James Gosling wrote this pleasing little essay in 1990 about the phases standard setting goes thru.
It’s a nice little model with only two variables over time.
- the political demand for a standard and
- the supply of technical skills to execute on that desire.
This model was taken from Toshi Doi of Sony. James’ point is that some standards get set before the technology is ready, while others get set after plenty of skill has accumulated.
This is a nice complement to the models that emphasis the demand side network effects around standards. Those models focus on the buyer’s problem of timing when to jump onto the bandwagon. The buyer in that case afraid that he will jump to soon and onto the wrong one and then later he’ll have to pay huge switching costs. On the other hand he’s afraid he will jump too late and be left behind while others capture the early mover advantages. Those models help explain why the demand for a standard will often runs way out in front of the supply of skills to fufill that demand.

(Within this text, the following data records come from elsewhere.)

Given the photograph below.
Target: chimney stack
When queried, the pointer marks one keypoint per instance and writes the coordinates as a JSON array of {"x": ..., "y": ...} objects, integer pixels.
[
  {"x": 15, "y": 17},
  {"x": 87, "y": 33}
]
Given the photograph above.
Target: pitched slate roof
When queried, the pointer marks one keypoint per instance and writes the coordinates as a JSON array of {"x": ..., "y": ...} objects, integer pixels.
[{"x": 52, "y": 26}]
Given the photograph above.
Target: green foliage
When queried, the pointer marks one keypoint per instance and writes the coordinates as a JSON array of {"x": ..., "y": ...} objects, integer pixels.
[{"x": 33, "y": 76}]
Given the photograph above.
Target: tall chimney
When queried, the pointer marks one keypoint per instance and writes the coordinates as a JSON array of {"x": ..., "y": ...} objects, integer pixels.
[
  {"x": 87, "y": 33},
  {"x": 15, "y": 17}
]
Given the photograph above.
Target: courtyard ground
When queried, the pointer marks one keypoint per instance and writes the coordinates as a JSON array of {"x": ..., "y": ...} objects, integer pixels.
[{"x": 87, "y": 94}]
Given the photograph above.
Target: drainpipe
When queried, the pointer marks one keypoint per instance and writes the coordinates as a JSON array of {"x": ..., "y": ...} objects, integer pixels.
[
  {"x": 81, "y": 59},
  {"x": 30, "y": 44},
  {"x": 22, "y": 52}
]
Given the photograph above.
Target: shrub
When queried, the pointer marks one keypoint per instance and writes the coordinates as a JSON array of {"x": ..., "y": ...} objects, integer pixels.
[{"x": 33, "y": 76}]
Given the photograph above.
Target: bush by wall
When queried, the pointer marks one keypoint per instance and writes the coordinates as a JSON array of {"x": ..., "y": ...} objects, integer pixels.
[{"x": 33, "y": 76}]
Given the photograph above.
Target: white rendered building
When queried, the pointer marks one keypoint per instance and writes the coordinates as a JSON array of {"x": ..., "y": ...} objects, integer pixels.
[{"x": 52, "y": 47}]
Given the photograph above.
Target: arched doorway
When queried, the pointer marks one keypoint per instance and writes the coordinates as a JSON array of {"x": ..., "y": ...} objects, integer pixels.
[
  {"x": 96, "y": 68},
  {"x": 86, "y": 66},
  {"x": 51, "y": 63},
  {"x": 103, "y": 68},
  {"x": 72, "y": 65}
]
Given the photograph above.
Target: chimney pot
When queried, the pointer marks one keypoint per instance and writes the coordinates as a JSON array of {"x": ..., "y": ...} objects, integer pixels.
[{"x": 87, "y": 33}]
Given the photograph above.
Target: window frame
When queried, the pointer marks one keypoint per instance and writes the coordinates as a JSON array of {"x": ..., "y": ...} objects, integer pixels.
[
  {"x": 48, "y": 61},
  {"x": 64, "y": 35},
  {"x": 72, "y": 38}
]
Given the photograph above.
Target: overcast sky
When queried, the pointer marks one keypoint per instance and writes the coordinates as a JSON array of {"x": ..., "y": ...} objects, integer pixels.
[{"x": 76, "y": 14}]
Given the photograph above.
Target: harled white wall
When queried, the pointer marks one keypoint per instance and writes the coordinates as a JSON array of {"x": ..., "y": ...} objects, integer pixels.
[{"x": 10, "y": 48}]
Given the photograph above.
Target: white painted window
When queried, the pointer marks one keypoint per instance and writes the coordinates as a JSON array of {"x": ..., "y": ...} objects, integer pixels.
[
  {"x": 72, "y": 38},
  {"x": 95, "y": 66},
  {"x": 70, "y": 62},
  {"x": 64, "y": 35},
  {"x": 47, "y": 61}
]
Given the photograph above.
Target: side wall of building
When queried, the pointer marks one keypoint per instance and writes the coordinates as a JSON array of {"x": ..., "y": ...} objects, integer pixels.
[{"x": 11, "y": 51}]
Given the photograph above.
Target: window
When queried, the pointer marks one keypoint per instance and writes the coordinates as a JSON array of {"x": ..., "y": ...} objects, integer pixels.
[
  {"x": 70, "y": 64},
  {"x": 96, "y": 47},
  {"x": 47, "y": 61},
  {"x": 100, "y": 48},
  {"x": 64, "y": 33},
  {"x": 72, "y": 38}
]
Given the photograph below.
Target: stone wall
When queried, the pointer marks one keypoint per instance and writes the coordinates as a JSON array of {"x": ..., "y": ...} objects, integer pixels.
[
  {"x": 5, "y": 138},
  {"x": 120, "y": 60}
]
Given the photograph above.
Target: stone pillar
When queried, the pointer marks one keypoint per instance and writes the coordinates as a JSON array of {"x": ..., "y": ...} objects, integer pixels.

He reaches a somewhat bleak conclusion, that we often setting standards ahead of the technology. I was reminded of this essay recently. While XML is widely used for protocol messaging the XML community is apparently lacking in a number of tools that a protocol designer would have expected. For example there is no standand way to negotiate protocol level when sessions start. For example there is no effective way to make minor revisions to a protocol and yet avoid having to spinning up an entire new namespace each time.
In turn, that reminded me how supply and demand play off each other in suprising ways. In some cases supply gets way out in front of demand. The classic dismissive phrase of business leaders for that is: “Ah, a solution in search of a problem”. In many many cases demand overwhelms supply and somebody will show up with a fraudulent solution. As witnessed by most weight loss programs, gas additives, or school reform plans.
Gossling’s bleak conclusion, that many standards emerge inspite of insufficent skill to design them well, doesn’t go far enough. There is also the common sad cenario where standards emerge years and years ahead of any demand for them.